The stress surrounding being defeated by another mouse activates mouse midbrain cells, promoting sleep and reducing anxiety, according to a new study. The results highlight a neurological circuit in the brain, targeting of which “may help steer future interventions in rodents and perhaps even humans after stressful experiences, be it through cognitive therapy or pharmacotherapy or maybe, one day, genetic interference,” write Marian Joëls and E. Ronald de Kloet in a related Perspective.
Although stress can cause insomnia, the opposite is also true; chronic stress is known to increase rapid eye movement (REM) sleep. These observations have led some to hypothesize that sleep is an important adaptive response to stressful situations, helping ameliorate its negative physiological and mental impacts. In mice, social defeat stress (SDS) – a stress response caused by losing a social confrontation – is often used as a model for psychosocial stress. Researchers have found that SDS can cause some defeated animals to subsequently fall asleep. However, the mechanisms underlying how these events trigger enhanced sleep remain elusive. Here, Xiao Yu can colleagues evaluated the brain circuits involved in SDS-induced sleep in mice.
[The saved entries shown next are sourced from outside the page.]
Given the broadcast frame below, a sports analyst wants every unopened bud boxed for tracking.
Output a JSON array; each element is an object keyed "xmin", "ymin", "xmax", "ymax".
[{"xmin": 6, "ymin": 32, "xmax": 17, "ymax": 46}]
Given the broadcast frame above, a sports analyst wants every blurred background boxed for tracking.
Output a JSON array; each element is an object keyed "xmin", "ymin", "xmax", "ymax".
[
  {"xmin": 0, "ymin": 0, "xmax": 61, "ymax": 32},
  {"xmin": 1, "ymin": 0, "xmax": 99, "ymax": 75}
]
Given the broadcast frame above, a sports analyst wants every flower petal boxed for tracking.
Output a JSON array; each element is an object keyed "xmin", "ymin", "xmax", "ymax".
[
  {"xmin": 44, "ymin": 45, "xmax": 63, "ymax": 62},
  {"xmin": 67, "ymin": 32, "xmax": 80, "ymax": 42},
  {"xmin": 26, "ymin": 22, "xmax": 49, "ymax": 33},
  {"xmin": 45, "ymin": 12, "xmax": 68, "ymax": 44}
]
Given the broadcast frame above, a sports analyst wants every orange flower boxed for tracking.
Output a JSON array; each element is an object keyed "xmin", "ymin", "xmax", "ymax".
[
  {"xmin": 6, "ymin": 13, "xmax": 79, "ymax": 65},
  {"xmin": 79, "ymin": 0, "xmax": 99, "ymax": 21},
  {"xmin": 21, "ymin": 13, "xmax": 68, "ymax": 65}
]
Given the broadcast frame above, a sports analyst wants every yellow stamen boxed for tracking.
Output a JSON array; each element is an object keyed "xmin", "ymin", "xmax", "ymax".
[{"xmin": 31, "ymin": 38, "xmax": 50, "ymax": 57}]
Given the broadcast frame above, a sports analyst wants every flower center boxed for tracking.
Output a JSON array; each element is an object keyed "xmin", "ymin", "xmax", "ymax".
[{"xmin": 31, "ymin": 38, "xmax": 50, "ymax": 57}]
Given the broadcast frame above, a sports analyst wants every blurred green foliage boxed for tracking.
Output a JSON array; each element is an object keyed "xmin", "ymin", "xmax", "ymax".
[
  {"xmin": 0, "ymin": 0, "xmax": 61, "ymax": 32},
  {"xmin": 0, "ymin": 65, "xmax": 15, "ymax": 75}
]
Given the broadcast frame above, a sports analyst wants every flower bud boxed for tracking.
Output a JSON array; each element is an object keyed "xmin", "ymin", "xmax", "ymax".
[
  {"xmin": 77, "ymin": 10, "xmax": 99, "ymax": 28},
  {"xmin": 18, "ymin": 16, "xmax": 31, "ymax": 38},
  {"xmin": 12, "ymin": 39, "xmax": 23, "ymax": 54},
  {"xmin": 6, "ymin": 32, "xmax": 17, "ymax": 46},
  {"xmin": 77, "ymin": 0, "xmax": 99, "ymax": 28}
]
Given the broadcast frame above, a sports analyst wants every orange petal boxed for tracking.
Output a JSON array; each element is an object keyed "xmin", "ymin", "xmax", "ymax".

Yu et al. discovered a small group of neurons in the ventral tegmental area (VTA) of the midbrain that is dedicated to detecting stress after SDS and inducing restorative sleep. According to the findings, a subset of gamma-aminobutyric acid (GABA)-somatostatin neurons receive stress input, which, when activated, promote enhanced REM and non-REM sleep for several hours while also inhibiting the release of corticotropin-releasing factor (CRF). Together, sleep initiated through this process alleviated stress levels and mitigated stress-induced anxiety in mice, restoring mental and body functions. Anxiety and corticotrophin levels remained heightened after stress for mice deprived of SDS-induced sleep.
In the related Perspective, Joëls and de Kloet note that “Not all individuals may respond to social defeat with a bout of sleep.” They say this individual variation “requires further investigation in larger groups of mice, which would also be helpful to probe the robustness of the current explorative study.”